Given that the mental limitations stated by the first two doctors were encompassed by the mental limitations contained in the descriptions of unskilled work, the court found that the distinction between skill level and mental functions recognized in Chapo did not apply with respect to the mental limitations found by doctors Wyne and Walker. Id. at 876. With regard to Dr. Mellon, however, the court found the distinction to be relevant. Id. This is because "[n]one of the basic mental abilities of unskilled work described in SSR 85-15 captures any of the three moderate limitations Dr. Mellon found (carry out instructions, attend and concentrate, and work without supervision), nor do the additional limitations to simple, routine, and repetitive tasks." Id. at 876. Thus, the court held, these limitations "must be related with sufficient precision in a dispositive hypothetical to a VE and in an RFC finding." Id. at 876. Because "[t]he limitation to simple, routine, repetitive, and unskilled tasks the ALJ included in his hypothetical to the VE did not clearly relate the moderate impairments Dr. Mellon found . . . the ALJ's reliance on the jobs the VE identified in response to the hypothetical was not supported by substantial evidence." Id. at 876.
The mental limitations at issue in this case are similar to those Dr. Mellon found and unlike those doctors Wyne and Walker found. Similar to the mental limitations Dr. Mellon found in Jaramillo, Dr. Cox here found the claimant to be markedly limited in her ability to understand and remember detailed instructions and moderately limited in her ability to complete a normal workday without interruption from psychologically based symptoms. AR 604. Further, Dr. Murphy concluded that Plaintiff's ability to carry out instructions, to concentrate and to persist at tasks is markedly limited by her psychological problems. AR 585. Accordingly, consistent with what the Tenth Circuit found in Jaramillo, I find that the ALJ's reliance on the jobs the VE identified in response to the hypothetical was not supported by substantial evidence.

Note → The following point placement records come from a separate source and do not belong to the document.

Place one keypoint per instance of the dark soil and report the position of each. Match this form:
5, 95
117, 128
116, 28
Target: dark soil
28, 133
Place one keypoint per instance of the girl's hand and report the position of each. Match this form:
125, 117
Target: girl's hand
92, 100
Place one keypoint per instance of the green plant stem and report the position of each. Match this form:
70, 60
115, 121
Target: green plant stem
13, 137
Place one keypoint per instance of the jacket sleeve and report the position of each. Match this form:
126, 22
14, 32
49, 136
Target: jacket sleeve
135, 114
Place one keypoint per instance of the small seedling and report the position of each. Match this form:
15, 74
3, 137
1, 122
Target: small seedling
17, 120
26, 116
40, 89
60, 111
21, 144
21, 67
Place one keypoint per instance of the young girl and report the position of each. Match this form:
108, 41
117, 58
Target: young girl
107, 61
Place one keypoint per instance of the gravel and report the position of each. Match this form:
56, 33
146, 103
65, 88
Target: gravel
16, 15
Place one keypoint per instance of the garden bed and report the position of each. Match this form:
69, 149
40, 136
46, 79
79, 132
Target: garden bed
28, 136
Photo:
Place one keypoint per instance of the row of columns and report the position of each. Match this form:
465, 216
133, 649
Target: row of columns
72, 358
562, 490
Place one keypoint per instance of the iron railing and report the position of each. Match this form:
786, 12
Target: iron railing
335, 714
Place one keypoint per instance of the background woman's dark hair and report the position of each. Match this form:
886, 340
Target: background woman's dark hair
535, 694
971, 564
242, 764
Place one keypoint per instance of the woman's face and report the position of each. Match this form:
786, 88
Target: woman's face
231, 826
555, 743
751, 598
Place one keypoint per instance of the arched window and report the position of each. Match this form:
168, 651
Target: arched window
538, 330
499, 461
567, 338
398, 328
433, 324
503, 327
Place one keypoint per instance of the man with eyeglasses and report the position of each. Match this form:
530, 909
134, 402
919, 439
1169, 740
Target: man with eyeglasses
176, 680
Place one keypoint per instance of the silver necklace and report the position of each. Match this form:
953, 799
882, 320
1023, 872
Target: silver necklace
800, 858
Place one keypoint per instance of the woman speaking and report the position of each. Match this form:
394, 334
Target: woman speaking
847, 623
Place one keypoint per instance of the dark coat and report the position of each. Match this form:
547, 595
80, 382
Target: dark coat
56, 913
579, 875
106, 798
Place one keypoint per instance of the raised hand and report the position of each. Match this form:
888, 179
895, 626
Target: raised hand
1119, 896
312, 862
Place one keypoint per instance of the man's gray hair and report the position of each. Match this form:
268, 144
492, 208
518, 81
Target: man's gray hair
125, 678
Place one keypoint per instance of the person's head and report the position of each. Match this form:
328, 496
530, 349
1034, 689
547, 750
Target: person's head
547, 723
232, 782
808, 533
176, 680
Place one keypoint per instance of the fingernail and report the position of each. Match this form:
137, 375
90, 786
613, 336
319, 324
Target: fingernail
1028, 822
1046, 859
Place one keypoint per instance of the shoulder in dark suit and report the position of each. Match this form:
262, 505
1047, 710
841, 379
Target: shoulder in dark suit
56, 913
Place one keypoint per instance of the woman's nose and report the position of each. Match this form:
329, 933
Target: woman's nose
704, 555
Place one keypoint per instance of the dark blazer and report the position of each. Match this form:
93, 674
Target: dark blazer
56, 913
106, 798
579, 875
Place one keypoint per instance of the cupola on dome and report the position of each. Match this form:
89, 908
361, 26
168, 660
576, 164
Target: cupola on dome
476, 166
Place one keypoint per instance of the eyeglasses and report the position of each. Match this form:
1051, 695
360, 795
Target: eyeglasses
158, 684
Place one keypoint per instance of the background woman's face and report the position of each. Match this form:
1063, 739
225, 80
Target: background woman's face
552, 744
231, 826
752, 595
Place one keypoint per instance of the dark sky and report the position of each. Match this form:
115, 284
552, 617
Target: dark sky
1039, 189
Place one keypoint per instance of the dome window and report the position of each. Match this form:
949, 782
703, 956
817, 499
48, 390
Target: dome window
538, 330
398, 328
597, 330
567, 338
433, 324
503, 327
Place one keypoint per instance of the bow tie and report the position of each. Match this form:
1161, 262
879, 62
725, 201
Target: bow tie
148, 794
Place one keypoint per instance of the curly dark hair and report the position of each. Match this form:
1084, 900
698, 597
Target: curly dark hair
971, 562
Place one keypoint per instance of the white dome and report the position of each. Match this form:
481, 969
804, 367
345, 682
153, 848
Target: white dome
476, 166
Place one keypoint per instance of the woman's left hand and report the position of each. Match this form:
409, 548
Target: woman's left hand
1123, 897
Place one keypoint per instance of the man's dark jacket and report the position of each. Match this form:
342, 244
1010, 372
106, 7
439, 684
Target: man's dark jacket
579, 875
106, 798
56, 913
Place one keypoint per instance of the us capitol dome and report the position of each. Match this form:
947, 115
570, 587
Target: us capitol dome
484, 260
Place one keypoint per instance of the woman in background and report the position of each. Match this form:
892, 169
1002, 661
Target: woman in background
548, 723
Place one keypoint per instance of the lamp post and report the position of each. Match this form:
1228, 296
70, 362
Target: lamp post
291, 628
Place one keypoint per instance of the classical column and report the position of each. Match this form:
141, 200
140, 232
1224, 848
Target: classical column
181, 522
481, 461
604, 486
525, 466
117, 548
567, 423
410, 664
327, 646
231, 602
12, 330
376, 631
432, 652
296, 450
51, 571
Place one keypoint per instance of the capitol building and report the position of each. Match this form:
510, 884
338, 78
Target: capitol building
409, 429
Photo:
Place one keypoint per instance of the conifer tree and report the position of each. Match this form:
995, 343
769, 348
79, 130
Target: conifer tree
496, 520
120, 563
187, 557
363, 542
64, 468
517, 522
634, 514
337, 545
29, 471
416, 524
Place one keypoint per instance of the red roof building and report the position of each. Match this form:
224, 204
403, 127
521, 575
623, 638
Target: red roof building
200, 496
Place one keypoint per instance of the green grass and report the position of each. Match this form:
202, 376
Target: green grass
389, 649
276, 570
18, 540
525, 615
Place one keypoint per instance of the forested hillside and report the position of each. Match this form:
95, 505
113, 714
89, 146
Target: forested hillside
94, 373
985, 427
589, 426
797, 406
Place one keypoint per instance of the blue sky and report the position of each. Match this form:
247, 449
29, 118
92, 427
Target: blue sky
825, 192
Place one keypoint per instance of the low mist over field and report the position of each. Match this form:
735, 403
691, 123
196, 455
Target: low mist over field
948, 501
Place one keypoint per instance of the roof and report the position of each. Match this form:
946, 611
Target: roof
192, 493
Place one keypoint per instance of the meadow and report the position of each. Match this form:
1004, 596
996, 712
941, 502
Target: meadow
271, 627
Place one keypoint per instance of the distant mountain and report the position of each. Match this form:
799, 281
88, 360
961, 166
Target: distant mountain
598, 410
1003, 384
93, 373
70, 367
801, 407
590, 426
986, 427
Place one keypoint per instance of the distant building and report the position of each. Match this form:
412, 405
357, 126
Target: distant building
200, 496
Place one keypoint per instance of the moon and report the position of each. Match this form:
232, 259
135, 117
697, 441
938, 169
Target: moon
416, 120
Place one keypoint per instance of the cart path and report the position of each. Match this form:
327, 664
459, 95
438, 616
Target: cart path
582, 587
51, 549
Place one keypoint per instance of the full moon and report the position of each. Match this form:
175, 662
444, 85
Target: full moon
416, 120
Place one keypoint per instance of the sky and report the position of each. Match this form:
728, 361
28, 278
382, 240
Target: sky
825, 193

Hernandez, the other case Defendant relies on, is consistent with Jaramillo's teaching that, in determining whether a limitation to unskilled work adequately accounts for a particular mental health limitation, a court should consider whether a distinction exists between the mental health limitation at issue and the mental requirement necessary for unskilled work. See Jaramillo, 576 Fed.Appx at 876. The only mental health limitation at issue in Hernandez was the plaintiff's learning disorder. Hernandez, 567 Fed.Appx. at 582. Given that a limitation to unskilled work accommodates a plaintiff's inability to learn skills, the Tenth Circuit determined that the case presented a circumstance in which a particular mental limitation was obviously accommodated by a reduction in the skill level. Id. at 582-83. Nonetheless, the court made sure to acknowledge that in other cases "a limitation to `unskilled' work may be too broad to account for all the limitations where an ALJ makes specific findings regarding a claimant's mental impairments." Id. at 583. For the reasons stated above, the instant case is not like Hernandez but, rather, one in which a limitation to unskilled work is too broad to account for all the limitations regarding Plaintiff's mental impairments.
IT IS THEREFORE ORDERED that Plaintiff's Motion to Reverse and Remand (ECF NO. 21) is GRANTED. The Social Security Commissioner's denial of Plaintiff's claim for disability benefits is reversed and the case is remanded for further proceedings consistent with this opinion.